Compra de dossiê contra tucanos requer apuração rápida e isenta; de novo, petistas estão envolvidos em ação gravíssima

DEPOIS DO episódio Waldomiro Diniz, do escândalo do mensalão, dos dólares no baixo-ventre e da devassa na vida privada de um caseiro, é espantoso que petistas estejam envolvidos em mais um desmando gravíssimo. As primeiras investigações sobre uma tentativa primitiva de comprar informações de um empresário ligado à chamada máfia dos sanguessugas envolvem o Partido dos Trabalhadores e um assessor direto do presidente da República.
A impressão é que a seqüência de escândalos que varreu as cúpulas do governo federal e do PT em pouco mais de um ano não foi capaz de mudar comportamentos. Nem cogitações maquiavélicas acerca dos riscos evidentes de manobras escusas às vésperas de uma eleição em que Luiz Inácio Lula da Silva tem grandes chances de ser reconduzido ao Planalto parecem prevalecer.

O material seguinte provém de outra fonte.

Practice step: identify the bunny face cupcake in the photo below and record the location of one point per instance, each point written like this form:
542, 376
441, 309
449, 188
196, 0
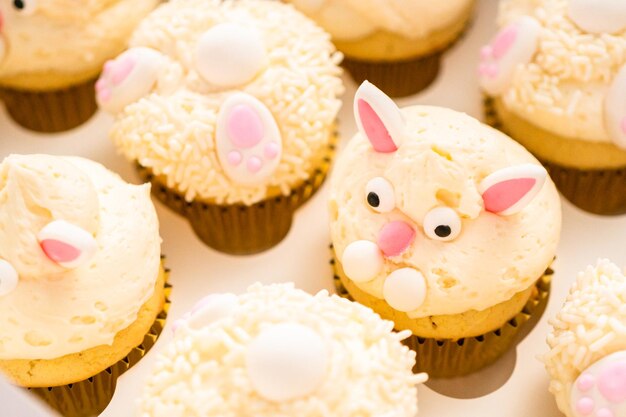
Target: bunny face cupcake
51, 51
439, 222
396, 44
555, 76
277, 351
229, 106
80, 278
587, 357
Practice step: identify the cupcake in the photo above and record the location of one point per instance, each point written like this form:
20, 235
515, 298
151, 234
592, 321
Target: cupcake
51, 52
555, 78
395, 44
82, 290
277, 351
228, 108
443, 225
587, 357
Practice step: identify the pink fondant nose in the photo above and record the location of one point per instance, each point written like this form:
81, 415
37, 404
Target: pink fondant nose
395, 238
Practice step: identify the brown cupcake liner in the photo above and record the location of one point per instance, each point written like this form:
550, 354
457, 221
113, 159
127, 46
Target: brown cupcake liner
238, 229
598, 191
51, 111
90, 397
445, 358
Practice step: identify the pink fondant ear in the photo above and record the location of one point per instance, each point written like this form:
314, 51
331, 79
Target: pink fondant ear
378, 118
66, 244
509, 190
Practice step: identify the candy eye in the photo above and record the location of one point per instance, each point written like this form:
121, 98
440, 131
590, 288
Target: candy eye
379, 195
8, 278
442, 223
25, 7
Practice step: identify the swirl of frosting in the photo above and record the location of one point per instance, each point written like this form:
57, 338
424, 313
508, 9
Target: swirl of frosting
65, 40
84, 249
278, 351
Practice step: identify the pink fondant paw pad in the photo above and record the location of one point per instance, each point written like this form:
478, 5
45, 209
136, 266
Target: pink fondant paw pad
615, 109
249, 145
126, 79
514, 45
600, 391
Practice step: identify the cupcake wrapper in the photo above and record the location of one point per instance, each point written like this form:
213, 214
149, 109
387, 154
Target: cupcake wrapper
238, 229
598, 191
447, 358
90, 397
51, 111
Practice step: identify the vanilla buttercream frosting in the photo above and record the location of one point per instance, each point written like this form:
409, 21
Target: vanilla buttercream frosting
57, 310
440, 247
281, 74
588, 330
229, 356
563, 87
67, 40
354, 19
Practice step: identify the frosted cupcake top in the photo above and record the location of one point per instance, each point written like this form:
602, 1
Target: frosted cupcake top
54, 43
277, 351
561, 64
228, 101
408, 18
587, 357
79, 255
436, 213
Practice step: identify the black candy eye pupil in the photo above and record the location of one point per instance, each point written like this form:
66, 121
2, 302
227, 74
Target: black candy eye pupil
373, 199
443, 230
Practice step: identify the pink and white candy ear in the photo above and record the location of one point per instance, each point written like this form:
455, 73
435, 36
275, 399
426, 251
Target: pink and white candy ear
509, 190
598, 16
615, 109
66, 244
378, 118
249, 144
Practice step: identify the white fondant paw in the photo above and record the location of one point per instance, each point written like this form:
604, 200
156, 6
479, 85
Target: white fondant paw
249, 144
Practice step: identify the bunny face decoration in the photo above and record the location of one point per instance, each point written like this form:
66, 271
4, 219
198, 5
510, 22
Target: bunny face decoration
436, 214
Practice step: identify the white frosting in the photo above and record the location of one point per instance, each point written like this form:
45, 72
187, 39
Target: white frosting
66, 36
172, 131
585, 336
55, 311
442, 161
408, 18
283, 352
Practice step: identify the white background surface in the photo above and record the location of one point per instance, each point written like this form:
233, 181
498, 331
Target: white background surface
516, 386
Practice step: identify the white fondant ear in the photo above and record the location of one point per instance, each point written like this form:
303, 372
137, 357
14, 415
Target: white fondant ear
514, 45
615, 109
230, 55
129, 77
249, 144
66, 244
598, 16
8, 278
509, 190
286, 362
378, 118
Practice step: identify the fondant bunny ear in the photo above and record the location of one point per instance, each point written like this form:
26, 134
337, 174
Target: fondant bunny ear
598, 16
66, 244
509, 190
378, 118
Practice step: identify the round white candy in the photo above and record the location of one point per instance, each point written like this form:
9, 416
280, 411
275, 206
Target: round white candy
405, 289
287, 361
362, 261
230, 55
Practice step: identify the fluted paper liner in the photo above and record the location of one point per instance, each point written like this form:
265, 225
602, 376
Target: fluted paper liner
238, 229
443, 358
599, 191
90, 397
51, 111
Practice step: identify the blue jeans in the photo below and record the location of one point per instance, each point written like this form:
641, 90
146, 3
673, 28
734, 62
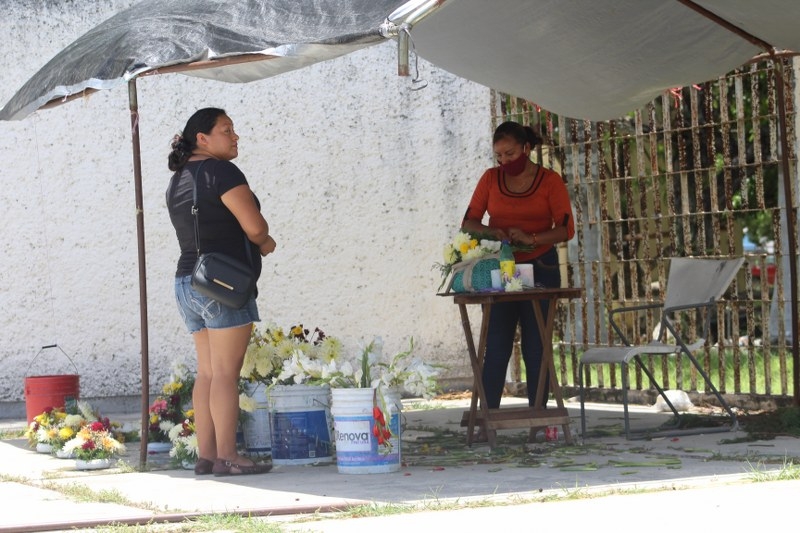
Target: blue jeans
200, 312
502, 327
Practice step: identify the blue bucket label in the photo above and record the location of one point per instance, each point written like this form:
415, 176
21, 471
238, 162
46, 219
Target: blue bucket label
300, 435
357, 446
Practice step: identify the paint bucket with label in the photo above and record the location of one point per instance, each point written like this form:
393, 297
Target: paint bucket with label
358, 446
300, 423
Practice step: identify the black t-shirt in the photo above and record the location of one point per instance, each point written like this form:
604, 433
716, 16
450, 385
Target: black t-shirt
219, 229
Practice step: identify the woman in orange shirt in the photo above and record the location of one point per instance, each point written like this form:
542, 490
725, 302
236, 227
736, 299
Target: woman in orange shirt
529, 205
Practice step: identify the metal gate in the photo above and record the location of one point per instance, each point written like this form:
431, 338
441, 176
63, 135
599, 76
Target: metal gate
691, 174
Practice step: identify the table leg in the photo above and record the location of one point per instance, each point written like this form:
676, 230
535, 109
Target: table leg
548, 367
476, 361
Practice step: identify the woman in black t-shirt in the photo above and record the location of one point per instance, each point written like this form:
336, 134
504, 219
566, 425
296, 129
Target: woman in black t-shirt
229, 213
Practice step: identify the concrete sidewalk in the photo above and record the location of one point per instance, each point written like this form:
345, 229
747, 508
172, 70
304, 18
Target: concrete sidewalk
455, 485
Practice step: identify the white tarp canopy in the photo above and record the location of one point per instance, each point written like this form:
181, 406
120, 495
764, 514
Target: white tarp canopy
599, 59
594, 59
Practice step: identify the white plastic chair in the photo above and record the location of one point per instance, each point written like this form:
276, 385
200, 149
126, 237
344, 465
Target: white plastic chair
692, 284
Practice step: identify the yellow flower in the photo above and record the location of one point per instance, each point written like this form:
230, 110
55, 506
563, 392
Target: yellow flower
172, 388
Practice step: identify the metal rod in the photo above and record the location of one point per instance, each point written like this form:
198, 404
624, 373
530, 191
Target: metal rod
791, 223
727, 25
133, 104
402, 54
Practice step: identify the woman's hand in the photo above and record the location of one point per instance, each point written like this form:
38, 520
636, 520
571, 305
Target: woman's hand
268, 247
517, 235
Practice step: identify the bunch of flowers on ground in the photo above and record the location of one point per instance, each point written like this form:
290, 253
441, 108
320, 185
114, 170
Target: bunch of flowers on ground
372, 368
167, 410
273, 358
95, 440
184, 441
44, 427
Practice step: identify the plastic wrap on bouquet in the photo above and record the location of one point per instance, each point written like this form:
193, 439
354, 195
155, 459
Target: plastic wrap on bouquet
474, 275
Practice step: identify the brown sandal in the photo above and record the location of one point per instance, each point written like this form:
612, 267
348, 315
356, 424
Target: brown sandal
224, 467
203, 467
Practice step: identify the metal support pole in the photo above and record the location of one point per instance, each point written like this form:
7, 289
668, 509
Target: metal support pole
133, 104
791, 220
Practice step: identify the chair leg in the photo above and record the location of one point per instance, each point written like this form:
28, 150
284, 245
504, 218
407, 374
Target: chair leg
654, 383
583, 411
696, 363
624, 367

Duas pessoas -um militante do PT de Mato Grosso e um advogado contratado pelo comitê de Lula- foram presas pela Polícia Federal na madrugada de sexta-feira, em São Paulo, com R$ 1,7 milhão em dinheiro. O montante seria trocado por um dossiê supostamente envolvendo os candidatos do PSDB ao governo paulista, José Serra, e ao Planalto, Geraldo Alckmin, no esquema de venda de ambulâncias superfaturadas.
O advogado detido afirma ter sido contratado pela Executiva Nacional do PT para negociar a aquisição do material; disse que no pagamento também estaria contida uma entrevista concedida dias antes a uma revista pelo pivô do escândalo dos sanguessugas, o empresário Luiz Antonio Vedoin -que também foi preso na capital mato-grossense.

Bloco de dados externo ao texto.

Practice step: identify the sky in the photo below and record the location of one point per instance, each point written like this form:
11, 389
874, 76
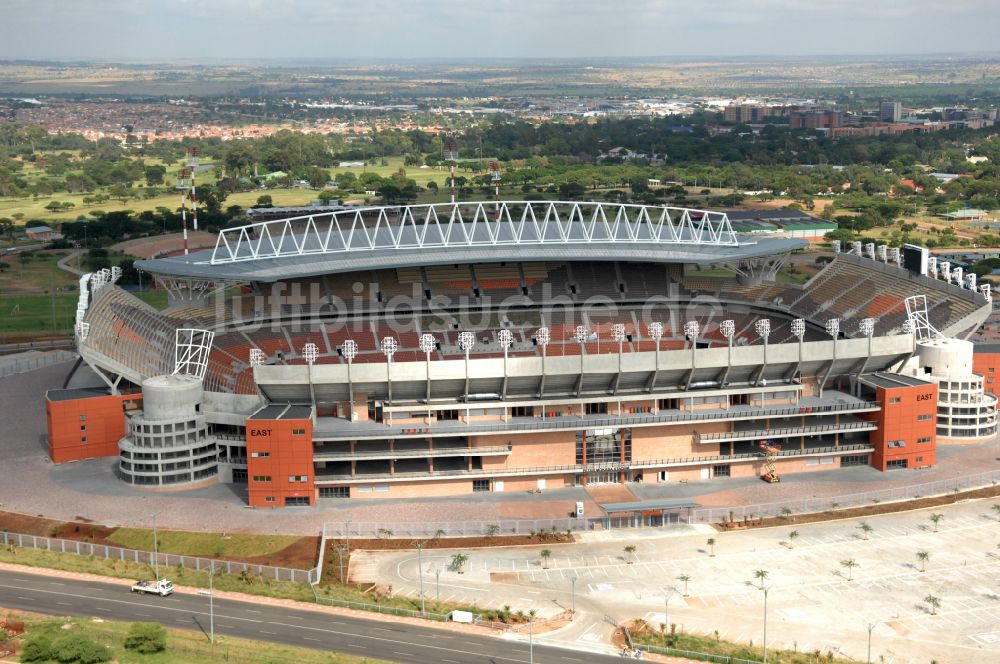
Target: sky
212, 30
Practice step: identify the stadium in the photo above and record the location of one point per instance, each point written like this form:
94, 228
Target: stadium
518, 346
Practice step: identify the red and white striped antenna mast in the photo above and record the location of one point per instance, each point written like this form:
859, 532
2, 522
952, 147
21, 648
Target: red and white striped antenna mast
193, 165
451, 156
183, 182
495, 176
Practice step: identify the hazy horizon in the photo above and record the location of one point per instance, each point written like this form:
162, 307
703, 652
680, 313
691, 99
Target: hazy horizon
143, 31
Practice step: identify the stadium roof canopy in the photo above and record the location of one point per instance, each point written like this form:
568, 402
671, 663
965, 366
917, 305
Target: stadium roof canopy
441, 234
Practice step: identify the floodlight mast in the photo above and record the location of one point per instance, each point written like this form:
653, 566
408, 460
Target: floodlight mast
428, 344
581, 334
505, 337
466, 340
763, 329
618, 334
728, 330
310, 352
542, 337
349, 350
655, 330
389, 346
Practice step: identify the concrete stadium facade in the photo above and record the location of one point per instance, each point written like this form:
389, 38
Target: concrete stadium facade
522, 367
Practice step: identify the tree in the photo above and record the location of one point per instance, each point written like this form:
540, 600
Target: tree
458, 562
934, 603
37, 648
545, 554
684, 578
936, 519
146, 638
922, 558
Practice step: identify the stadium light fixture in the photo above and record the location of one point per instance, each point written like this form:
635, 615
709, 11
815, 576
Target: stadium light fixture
310, 352
428, 344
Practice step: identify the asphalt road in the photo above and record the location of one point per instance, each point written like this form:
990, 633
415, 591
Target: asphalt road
357, 636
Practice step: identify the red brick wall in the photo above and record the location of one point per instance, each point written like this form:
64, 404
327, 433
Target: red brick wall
288, 454
899, 422
85, 428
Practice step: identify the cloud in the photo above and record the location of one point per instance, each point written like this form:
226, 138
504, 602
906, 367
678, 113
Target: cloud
396, 29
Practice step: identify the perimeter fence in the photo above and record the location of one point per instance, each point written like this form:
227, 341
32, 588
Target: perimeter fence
164, 560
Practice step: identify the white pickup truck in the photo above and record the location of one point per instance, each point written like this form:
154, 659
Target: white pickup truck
163, 587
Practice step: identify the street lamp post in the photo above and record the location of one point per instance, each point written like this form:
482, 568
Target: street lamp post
765, 624
420, 572
573, 579
870, 626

O mais grave no depoimento do advogado é que ele aponta, como o suposto interlocutor no PT da compra do dossiê, para Freud Godoy, até ontem assessor especial da Presidência e responsável pela segurança pessoal de Lula. Godoy admite ter tido contatos com o denunciante, mas nega ser o autor da compra dos papéis. A direção do partido também se desvincula da ação torpe.

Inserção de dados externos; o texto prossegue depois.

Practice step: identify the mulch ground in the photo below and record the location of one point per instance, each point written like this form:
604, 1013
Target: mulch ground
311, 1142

Evidentemente, não se pode tomar como fato a versão apresentada por uma pessoa diretamente envolvida na operação clandestina. O depoimento do advogado, no entanto, tem pontos que coincidem com outras evidências -e até agora não surgiu nenhuma hipótese alternativa acerca da motivação que levou a dupla a negociar com o empresário das ambulâncias. É por isso que esse episódio, que mistura gangsterismo com disputa eleitoral, precisa de uma investigação exemplar, rápida e isenta.
A velocidade com que os escândalos se repetem na política é razão direta da impunidade. O Congresso absolveu os mensaleiros; o PT se esquivou da depuração interna e abençoou os rebentos do valerioduto; Lula fechou-se na posição de quem ignora o que se passa no gabinete ao lado. Vista sob esse ângulo, a desfaçatez dos que ainda ousam carregar malas de dinheiro sujo para comprar delações é só rotina -uma rotina que, se não for extirpada pelas instituições republicanas, vai lançar à vala comum a própria democracia.